See my Pentax K1 wish list at B&H Photo.
See my earlier discussion and coverage of the discussion and coverage of the Pentax K1. Review coverage will go into my review of the Pentax K1 in DAP; see my February review of the Pentax K3 II to get an idea of what pixel shift technology can do. Where is pixel shift mode for Sony anyway?
I didn’t catch the shipment from B&H Photo in time to change to 2-day, and unfortunately the shipment went out UPS ground and will not be here until May 11. And then I have to travel on Friday/Saturday the 13/14.... bad timing.
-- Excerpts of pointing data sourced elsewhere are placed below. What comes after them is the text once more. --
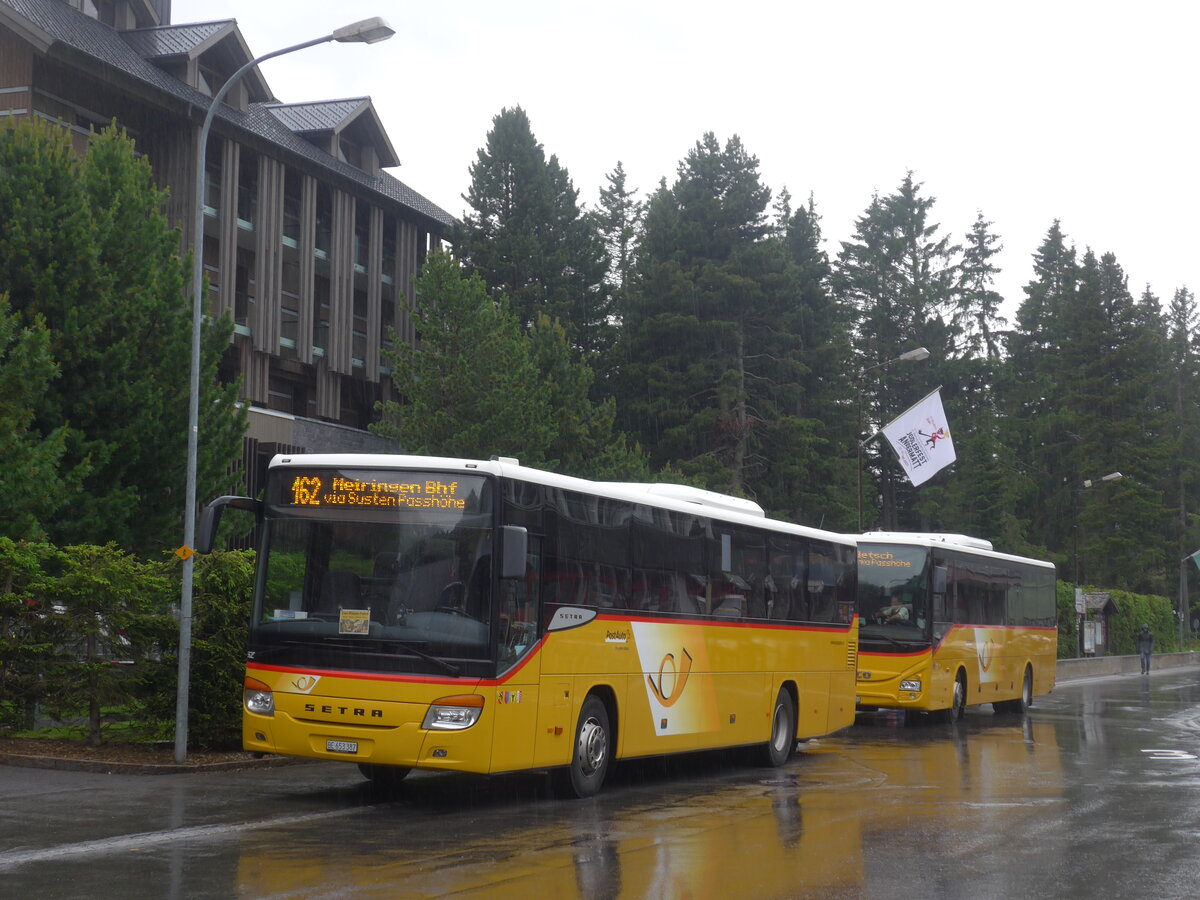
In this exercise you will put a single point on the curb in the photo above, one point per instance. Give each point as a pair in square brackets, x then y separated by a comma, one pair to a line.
[139, 768]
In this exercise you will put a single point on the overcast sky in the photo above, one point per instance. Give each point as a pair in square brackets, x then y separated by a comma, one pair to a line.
[1025, 111]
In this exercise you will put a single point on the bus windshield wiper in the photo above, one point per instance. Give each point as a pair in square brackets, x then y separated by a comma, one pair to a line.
[448, 667]
[886, 637]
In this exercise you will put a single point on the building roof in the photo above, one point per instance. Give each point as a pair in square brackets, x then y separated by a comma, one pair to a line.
[336, 115]
[63, 33]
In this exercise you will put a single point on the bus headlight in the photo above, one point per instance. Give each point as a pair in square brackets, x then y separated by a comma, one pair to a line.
[258, 697]
[454, 713]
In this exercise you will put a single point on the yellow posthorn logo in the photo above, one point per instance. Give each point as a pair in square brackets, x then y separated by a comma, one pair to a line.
[678, 676]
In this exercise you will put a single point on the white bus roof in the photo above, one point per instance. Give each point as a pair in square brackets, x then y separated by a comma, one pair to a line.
[677, 497]
[964, 541]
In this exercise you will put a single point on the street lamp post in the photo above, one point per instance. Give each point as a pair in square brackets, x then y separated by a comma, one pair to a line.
[366, 31]
[909, 357]
[1081, 610]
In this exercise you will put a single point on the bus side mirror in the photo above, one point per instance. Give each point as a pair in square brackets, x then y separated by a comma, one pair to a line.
[210, 517]
[514, 549]
[939, 580]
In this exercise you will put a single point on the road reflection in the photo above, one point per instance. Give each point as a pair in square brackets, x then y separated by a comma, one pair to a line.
[845, 814]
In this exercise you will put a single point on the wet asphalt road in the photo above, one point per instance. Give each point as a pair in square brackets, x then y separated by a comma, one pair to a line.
[1095, 795]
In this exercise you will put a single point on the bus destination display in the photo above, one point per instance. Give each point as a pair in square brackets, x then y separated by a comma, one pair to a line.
[411, 492]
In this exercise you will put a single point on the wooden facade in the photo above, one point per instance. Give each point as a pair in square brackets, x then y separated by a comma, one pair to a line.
[307, 243]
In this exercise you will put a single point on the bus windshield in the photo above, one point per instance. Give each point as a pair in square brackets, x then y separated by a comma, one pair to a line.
[893, 597]
[383, 574]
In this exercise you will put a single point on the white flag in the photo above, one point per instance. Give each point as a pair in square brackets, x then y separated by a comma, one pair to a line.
[922, 439]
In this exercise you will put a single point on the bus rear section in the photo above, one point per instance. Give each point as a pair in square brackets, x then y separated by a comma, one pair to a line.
[948, 623]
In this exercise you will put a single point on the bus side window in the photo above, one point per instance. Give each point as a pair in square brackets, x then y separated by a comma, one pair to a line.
[519, 610]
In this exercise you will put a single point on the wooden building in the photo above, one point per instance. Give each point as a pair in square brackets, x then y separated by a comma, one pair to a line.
[309, 243]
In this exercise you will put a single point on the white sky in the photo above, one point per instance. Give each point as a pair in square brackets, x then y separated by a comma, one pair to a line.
[1025, 111]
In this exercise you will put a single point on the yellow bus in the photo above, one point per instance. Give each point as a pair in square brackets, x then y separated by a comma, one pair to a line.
[481, 616]
[947, 623]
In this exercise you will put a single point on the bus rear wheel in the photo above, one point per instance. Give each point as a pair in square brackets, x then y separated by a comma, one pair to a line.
[781, 744]
[589, 757]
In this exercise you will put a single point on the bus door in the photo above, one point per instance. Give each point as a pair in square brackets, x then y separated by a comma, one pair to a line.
[519, 667]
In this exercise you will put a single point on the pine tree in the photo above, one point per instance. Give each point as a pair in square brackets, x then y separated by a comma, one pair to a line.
[478, 384]
[528, 238]
[898, 276]
[1039, 421]
[978, 301]
[84, 245]
[1183, 480]
[713, 370]
[469, 388]
[31, 485]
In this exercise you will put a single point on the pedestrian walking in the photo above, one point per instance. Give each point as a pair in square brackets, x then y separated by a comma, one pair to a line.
[1145, 647]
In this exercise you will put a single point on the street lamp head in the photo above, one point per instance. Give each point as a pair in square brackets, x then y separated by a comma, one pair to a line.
[372, 30]
[1110, 477]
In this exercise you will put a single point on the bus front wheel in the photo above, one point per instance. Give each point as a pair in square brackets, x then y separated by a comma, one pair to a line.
[959, 700]
[781, 743]
[591, 754]
[1019, 706]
But I will be showing lots of good stuff with it.
My main concern with the Pentax K1 is high-quality optics: no Zeiss Otus in particular*. Hopefully Sigma will add the other DG HSM Art lenses in Pentax K mount (the Sigma 35/1.4 DG HSM Art is available in Pentax K mount). My guess is that the Sigma is about as good as it gets for Pentax K, at least if one wants high correction.
I am particularly interested in how the K1 in pixel shift mode renders fine reddish wood grain (bristlecone pines), metallic and weathered-metal objects, strong reds and oranges (or blues), very fine wood-grain detail, and so on—subject that the Sigma DP Merrill did so well because of true-color pixels, and subject that Canon and Nikon DSLRs make a hash of for fine details. But, alas, the lenses... we shall see.
Since mainstream is Nikon and Canon and Sony for all-around use and building a system is expensive with a full range of lenses, I see the K1 as a specialty tool. This is not to say it can’t and won’t keep many shooters delighted, but rather that it may have special *studio* applications for product photography in pixel shift mode, quite possibly capable of replacing medium format at a tiny fraction of the cost. That is, if acceptable and capable lenses can be found for studio shooting. The aggressively low price for a full frame 36MP camera makes it doubly interesting.
* there may be some older regular Zeiss ZK lenses on the used market which are the same generation as ZF.2 for Nikon. Also, Leitax.com wills oon have mount conversions for Zeiss for Nikon Otus/Miluvs/ZF.2 to Pentax conversion options.
Noise and resolution with pixel shift
RawDigger now supports Pentax K1 pixel shift DNG (scroll down in that post for link).
The Pentax K1 utilizes a modern 36-megapixel sensor, and presumably of Sony origin, so it ought to be good. If Pentax has utilized electronics of similar quality to the Pentax 645Z, it ought to be very good indeed. Files are 14-bit raw, presumably true 14-bit.
As I discuss in Super Resolution Pixel Shift Mode, the benefits of pixel shift mode are twofold:
- Reduced noise because there are 4 exposures in theory resulting in √4 (half) the noise in the green channel (*if* the raw converter uses all green values), and √2 the noise in the red and blue channels.
- The term “Super Resolution” is really about color discrimination at each pixel (“true color” pixels). With a full 42-bit RGB value (3 X 14 bits) at each pixel, no demosaicing interpolation is needed, and that is what increases spatial resolution (as well as color discrimination). The files are necessarily huge because there are 4 frames in each pixel shift raw file.
Because the full-frame K1 holds the potential to beat the pants off the Nikon D810 and Canon 5DS R if everything is done just right, my focus with the K1 will be almost entirely about pixel shift mode.
Pentax claims that the K1 deals with subject motion by (in essence) not using pixel shift at areas in which movement occurs. How this is done in RAW format is unclear; hopefully it is not just a JPEG claim. Note that the K3 II has a checkerboard problem from a shutter vibration bug, so that is another potential issue/bug in the K1.